Après dix longues années de travail et de concertation et quelques tensions avec le monde agricole, le parc national des forêts de Champagne et Bourgogne voit officiellement le jour. Un décret du 6 novembre 2019, paru au Journal officiel du 7 novembre, annonce ainsi la création du onzième parc national français.

Sa particularité ? « Il est le seul à se trouver dans une zone agricole intermédiaire », expliquait Marion Delforge, chargée de mission en développement durable et économie au sein du GIP de préfiguration du parc, interrogée en juillet par La France Agricole. « On y trouve majoritairement de la polyculture-élevage, même si les ateliers d’élevage sont de moins en moins nombreux, et compensent en s’agrandissant. La surface moyenne des exploitations tourne autour de 200 ha. »

2 300 ha de SAU en cœur de parc

Les discussions ont été « très compliquées » avec les agriculteurs du secteur, qui craignaient de subir de nombreuses contraintes (lire par exemple « Champagne/bourgogne : vives tensions autour du futur parc national »). Mais si l’aire potentielle d’adhésion s’étend sur plus de 100 000 ha de SAU, seul le cœur de parc est soumis à une réglementation véritablement contraignante. Or, si le projet initial prévoyait 12 000 ha de SAU en cœur de parc, seuls 2 300 ha de SAU ont été retenus dans cette zone, selon Marion Delforge, qui précise que le GIP a veillé à ce qu’aucun agriculteur n’ait 100 % de sa SAU en cœur de parc.

Des activités réglementées

Comme dans tous les parcs nationaux, l’agriculture n’est pas interdite, même en cœur de parc. Mais elle est réglementée. Ainsi, « les activités agricoles et pastorales existantes à la date de publication du présent décret et régulièrement exercées sont autorisées », précise le décret. Mais « les activités nouvelles, les modifications substantielles d’activité et de pratiques, les changements de lieux d’exercice et les extensions significatives des surfaces » sont, quant à elles, réglementées par le conseil d’administration du parc — où la profession agricole est représentée.

Le parc est particulièrement vigilant sur « les activités agricoles ayant un impact notable sur le débit ou la qualité des eaux, sur la conservation des sols, sur la conservation de la diversité biologique ».

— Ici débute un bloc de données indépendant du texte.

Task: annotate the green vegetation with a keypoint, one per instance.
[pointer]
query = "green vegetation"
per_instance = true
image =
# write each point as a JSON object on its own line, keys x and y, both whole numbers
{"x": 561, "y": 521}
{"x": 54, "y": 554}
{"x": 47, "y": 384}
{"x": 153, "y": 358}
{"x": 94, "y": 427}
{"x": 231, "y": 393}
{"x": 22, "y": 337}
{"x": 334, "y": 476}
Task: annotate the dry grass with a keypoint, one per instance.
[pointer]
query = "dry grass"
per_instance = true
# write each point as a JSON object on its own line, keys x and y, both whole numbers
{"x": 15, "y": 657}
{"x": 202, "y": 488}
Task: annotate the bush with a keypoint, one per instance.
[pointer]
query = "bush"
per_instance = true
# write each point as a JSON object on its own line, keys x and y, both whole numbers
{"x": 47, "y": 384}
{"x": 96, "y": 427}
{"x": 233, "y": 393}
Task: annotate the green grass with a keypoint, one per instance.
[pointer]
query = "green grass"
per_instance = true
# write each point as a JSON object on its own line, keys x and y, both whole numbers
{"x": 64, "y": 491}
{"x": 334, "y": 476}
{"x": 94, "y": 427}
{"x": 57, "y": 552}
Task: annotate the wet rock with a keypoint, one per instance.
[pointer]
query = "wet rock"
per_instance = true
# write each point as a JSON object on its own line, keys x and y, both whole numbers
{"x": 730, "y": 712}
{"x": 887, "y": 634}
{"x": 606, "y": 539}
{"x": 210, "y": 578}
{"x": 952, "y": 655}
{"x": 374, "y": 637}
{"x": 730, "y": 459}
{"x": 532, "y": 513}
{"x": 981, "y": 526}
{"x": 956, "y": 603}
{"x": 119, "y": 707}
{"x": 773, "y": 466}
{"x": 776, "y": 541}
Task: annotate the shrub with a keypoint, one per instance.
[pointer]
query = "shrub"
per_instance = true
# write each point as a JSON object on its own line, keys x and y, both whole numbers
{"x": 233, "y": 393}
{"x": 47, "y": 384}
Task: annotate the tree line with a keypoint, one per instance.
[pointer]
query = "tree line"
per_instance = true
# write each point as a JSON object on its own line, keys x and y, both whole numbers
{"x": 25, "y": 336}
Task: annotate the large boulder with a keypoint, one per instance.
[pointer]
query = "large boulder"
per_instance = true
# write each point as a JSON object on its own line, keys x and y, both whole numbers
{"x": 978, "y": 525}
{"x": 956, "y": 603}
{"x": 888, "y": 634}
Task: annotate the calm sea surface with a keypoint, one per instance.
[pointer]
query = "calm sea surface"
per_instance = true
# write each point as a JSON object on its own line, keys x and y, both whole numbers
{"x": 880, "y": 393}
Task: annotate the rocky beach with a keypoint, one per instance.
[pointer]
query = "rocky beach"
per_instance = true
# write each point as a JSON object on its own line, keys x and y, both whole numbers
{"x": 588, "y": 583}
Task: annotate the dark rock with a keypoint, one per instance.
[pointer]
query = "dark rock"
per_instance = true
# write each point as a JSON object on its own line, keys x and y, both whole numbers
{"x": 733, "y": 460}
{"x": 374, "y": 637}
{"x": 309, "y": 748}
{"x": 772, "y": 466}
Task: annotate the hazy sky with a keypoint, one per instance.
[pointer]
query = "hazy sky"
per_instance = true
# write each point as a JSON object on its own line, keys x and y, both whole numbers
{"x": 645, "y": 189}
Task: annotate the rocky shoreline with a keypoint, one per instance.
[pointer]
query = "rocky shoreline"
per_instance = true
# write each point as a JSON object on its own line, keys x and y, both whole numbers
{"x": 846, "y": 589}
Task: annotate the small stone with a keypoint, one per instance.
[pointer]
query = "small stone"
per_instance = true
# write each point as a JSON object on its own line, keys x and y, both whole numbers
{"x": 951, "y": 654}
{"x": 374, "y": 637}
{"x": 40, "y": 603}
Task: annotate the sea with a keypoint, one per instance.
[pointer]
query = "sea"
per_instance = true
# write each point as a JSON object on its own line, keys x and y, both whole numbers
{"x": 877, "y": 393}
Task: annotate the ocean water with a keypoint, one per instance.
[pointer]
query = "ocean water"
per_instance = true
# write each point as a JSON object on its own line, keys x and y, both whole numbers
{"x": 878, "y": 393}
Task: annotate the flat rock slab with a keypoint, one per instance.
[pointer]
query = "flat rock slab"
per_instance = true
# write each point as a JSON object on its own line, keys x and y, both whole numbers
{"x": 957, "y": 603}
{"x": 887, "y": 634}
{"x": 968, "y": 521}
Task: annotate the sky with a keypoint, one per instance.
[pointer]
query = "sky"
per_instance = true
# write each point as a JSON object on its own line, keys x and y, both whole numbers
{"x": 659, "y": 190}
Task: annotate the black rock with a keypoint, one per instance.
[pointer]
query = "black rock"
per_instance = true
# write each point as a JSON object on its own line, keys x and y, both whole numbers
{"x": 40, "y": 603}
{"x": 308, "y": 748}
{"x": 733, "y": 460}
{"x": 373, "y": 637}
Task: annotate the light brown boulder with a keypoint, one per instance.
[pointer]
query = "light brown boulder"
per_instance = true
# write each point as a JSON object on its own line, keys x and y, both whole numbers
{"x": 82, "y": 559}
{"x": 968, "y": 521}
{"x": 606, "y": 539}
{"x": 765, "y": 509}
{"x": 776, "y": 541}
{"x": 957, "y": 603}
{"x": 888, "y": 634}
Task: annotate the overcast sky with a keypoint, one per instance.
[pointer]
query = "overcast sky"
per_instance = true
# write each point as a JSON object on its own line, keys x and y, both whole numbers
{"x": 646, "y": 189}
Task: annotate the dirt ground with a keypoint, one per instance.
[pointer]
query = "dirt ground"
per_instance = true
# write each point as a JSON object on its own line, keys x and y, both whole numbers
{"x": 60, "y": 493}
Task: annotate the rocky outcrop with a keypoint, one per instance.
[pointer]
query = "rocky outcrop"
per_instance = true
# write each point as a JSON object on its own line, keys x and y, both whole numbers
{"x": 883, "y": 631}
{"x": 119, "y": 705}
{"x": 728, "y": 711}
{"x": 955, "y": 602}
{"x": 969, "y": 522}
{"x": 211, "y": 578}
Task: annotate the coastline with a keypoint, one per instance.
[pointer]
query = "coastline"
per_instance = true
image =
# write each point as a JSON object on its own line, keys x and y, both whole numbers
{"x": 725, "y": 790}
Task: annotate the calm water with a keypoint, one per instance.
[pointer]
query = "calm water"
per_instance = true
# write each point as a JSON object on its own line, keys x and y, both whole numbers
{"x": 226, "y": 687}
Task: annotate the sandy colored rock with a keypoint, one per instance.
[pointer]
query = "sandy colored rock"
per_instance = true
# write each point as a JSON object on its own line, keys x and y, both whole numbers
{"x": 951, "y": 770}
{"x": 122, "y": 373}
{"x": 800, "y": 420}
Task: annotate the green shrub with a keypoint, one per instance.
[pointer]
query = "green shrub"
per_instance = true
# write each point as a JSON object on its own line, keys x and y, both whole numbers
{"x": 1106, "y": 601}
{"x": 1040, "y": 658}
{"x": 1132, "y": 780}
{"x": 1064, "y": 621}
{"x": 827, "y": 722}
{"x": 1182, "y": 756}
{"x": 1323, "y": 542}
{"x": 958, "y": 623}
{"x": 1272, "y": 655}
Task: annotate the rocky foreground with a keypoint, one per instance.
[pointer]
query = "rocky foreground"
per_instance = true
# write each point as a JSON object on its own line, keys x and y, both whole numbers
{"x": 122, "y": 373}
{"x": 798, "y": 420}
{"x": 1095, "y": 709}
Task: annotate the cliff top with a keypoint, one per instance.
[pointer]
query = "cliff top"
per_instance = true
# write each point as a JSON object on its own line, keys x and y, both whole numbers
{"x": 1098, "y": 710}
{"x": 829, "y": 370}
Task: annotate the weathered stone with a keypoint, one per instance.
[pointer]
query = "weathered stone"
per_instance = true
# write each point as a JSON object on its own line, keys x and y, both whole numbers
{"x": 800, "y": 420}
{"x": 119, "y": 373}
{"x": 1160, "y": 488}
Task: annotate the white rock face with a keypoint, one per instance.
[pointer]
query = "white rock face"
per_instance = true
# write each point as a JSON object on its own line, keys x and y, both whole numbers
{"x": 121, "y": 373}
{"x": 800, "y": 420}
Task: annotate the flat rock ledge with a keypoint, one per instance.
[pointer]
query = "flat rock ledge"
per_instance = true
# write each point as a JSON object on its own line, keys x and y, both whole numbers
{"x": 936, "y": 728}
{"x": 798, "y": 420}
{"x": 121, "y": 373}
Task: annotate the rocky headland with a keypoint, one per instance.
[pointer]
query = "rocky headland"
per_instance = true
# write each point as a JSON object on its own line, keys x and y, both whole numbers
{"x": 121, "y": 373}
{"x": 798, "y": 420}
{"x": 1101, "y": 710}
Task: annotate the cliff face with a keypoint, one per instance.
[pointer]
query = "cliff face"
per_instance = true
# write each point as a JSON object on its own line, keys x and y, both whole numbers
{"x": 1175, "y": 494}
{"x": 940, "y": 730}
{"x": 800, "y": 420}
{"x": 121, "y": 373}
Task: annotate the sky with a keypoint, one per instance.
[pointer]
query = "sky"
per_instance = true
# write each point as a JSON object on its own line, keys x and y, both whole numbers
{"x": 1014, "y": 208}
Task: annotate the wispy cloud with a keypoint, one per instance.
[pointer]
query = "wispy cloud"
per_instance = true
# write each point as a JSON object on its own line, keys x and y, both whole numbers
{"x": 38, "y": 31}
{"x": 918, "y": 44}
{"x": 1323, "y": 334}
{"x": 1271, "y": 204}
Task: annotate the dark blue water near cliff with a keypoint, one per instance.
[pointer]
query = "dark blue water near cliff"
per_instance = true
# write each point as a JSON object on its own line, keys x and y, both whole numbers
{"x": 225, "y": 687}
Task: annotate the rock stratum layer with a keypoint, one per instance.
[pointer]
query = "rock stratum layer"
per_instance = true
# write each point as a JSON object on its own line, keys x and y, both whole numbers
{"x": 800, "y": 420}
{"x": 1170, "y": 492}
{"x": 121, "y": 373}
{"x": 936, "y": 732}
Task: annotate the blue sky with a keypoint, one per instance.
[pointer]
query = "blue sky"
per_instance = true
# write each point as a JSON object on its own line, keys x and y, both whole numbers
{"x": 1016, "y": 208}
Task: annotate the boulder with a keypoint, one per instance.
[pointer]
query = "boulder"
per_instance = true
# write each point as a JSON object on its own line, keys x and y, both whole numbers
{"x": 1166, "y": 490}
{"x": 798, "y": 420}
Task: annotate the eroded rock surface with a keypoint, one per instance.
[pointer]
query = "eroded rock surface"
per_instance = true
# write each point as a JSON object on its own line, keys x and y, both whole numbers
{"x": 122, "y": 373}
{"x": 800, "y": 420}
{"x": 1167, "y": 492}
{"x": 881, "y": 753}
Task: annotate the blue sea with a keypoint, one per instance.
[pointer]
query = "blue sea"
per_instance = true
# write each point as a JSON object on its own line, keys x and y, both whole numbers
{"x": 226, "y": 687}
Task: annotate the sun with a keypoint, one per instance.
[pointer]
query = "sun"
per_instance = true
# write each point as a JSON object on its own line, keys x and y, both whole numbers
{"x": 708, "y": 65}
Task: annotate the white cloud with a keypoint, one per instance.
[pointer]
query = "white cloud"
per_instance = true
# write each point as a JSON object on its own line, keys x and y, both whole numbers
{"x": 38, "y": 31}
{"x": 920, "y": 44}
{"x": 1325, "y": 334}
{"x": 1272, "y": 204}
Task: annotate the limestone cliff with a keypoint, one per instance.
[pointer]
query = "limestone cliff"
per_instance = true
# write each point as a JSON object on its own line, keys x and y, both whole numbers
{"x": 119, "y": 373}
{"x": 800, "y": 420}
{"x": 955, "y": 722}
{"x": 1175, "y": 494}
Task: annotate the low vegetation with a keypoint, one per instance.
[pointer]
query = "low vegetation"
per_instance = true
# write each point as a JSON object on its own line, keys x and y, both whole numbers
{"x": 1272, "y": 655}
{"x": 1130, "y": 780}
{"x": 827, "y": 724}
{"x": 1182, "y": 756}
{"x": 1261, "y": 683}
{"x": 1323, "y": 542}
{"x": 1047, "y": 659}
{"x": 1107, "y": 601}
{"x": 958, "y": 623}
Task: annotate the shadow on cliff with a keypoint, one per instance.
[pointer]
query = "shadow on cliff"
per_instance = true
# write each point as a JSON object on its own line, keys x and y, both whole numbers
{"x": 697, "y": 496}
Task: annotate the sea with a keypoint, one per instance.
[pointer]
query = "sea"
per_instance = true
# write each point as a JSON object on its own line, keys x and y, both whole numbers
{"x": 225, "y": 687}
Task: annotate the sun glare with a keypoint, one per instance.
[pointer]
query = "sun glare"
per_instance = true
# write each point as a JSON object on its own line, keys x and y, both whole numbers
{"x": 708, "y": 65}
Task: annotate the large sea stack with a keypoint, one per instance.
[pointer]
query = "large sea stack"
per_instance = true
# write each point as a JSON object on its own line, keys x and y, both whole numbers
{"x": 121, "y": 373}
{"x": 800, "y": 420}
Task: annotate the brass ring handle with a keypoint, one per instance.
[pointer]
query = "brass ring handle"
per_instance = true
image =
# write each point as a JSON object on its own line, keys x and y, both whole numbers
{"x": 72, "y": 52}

Peu de contraintes en cultures

Concrètement, sur les 1 100 ha de terres arables en cœur de parc, « aucune contrainte sur les itinéraires culturaux n’a été mise en place, indique Marion Delforge. Seuls des garde-fous ont été définis avec les soixante agriculteurs qui ont été volontaires pour travailler avec le GIP. Sur les 1 200 ha de prairies, il y a un peu plus de contraintes, définies avec une trentaine d’agriculteurs. Ainsi, les retournements et drainages sont soumis à autorisation et la fertilisation azotée limitée à 40 kg/ha par an. »

Des opportunités pour l’agriculture

Mais le parc n’est pas qu’une terre de contraintes. Sur l’ensemble de la zone d’adhésion, le GIP a fait appel à un cabinet extérieur pour définir, avec les agriculteurs, les orientations qu’ils souhaitaient pour leur territoire. Cinq pistes de filières à développer ont été retenues : lait différencié, grandes cultures bio, viande à l’herbe, légumineuses fourragères sur les plateaux calcaires et truffes en lien avec l’agroforesterie. « La mission d’un parc national est de fédérer autour de projets, de mobiliser, de faciliter les démarches et parfois d’être aussi moteur de projet », explique Marion Delforge. Un travail sera aussi effectué pour valoriser certaines productions sous la marque « Esprit parc national ».

Le GIP disparaîtra en 2020, laissant le parc voler de ses propres ailes.